It should be noted that for board games like Connect Four, the game state can sometimes provide better representation of a win condition than the game-theoretic structure but the game-state representation is dependent upon a particular game. Furthermore, it is easier to reason from the game-theoretic structure than the game-state. Because of this inherent generality of the game-theoretic format to represent any interactive game, our learning algorithm only relies on this representation of interactive games for asking questions and learning about the win conditions. We plan to show in our future work that the same approach can be used to learn other more complex board games (like Gobblet and Quarto) as well.

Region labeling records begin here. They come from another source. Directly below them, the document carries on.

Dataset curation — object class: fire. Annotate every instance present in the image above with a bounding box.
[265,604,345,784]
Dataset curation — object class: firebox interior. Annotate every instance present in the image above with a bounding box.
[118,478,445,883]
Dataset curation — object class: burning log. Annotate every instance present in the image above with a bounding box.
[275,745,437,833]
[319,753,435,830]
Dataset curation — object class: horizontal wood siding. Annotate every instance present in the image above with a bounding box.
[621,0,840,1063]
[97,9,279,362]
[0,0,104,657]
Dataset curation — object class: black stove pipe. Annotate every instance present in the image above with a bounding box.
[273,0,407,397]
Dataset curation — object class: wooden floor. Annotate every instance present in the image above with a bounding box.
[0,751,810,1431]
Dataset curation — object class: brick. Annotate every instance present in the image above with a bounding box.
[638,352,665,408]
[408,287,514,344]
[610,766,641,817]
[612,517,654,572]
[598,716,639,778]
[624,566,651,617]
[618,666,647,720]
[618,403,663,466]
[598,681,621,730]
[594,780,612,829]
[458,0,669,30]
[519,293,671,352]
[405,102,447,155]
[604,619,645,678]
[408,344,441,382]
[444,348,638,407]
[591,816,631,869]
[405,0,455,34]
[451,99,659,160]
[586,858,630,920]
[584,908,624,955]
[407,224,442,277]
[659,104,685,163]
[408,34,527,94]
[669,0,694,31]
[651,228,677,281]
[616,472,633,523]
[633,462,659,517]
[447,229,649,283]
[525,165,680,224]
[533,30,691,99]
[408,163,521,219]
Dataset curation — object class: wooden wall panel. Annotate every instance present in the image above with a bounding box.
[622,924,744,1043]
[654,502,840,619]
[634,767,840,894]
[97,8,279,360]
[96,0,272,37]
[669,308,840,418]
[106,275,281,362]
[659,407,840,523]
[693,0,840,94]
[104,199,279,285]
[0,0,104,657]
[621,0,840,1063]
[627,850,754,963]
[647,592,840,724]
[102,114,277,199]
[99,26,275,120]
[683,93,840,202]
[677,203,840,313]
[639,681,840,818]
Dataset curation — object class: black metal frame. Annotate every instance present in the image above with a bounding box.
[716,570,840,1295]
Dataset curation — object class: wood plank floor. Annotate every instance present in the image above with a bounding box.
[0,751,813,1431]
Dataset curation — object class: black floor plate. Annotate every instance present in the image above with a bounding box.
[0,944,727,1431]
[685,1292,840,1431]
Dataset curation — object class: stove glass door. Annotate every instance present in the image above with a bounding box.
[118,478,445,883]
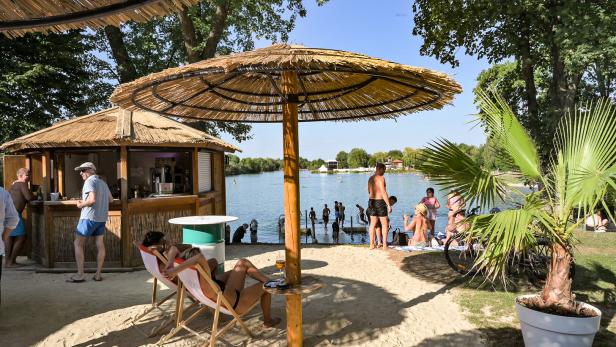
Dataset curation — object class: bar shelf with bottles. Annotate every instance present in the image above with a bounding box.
[1,109,237,268]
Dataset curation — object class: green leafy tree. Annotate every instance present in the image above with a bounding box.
[336,151,349,169]
[0,31,112,142]
[413,0,616,165]
[309,158,325,170]
[419,93,616,313]
[98,0,326,142]
[387,149,404,160]
[348,148,370,168]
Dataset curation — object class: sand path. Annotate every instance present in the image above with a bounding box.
[0,246,481,346]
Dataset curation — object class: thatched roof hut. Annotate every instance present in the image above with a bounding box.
[0,0,199,37]
[0,107,240,153]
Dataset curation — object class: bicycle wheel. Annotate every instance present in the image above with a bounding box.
[445,234,478,275]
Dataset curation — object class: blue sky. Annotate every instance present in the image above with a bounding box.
[222,0,489,160]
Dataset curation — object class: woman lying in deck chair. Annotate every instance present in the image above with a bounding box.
[164,246,280,328]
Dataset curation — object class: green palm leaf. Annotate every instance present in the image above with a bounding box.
[552,100,616,223]
[478,90,541,181]
[417,139,507,207]
[467,192,557,282]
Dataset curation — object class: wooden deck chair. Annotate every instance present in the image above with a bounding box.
[130,242,196,337]
[158,255,260,347]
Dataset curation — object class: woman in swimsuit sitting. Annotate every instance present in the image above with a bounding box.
[419,187,441,242]
[165,246,280,328]
[445,190,466,234]
[404,204,428,247]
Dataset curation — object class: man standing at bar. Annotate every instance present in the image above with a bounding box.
[5,167,34,267]
[0,187,19,302]
[67,162,113,283]
[368,163,391,249]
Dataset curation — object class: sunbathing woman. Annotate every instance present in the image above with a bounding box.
[404,204,428,247]
[165,247,280,328]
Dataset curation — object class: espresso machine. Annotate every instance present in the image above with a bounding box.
[151,158,176,195]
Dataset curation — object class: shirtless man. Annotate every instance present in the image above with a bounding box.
[323,204,330,233]
[5,167,34,267]
[368,163,391,249]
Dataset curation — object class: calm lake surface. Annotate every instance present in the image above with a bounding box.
[226,171,447,243]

To evaluate this system, we used the Baxter robot manufactured by Rethink robotics. Google’s text-to-speech API was used to communicate questions in natural language to the person. The person answered the questions by typing inputs into a computer to avoid errors induced by the speech-to-text conversion process. The experimenter served as the robot’s interactive partner for all of the experiments, unless stated otherwise.
Learning the Four Win Conditions of Connect Four We hypothesized that the process described in the previous sections would allow the robot to learn the four Connect
Figure 6: Fifty different patterns that were learned by the robot as win conditions on the Connect Four board. Only the yellow chips in the patterns are parts of the win conditions, the red chips are simply to create an offset just like in case of diagonal and anti-diagonal win conditions. Best viewed in color.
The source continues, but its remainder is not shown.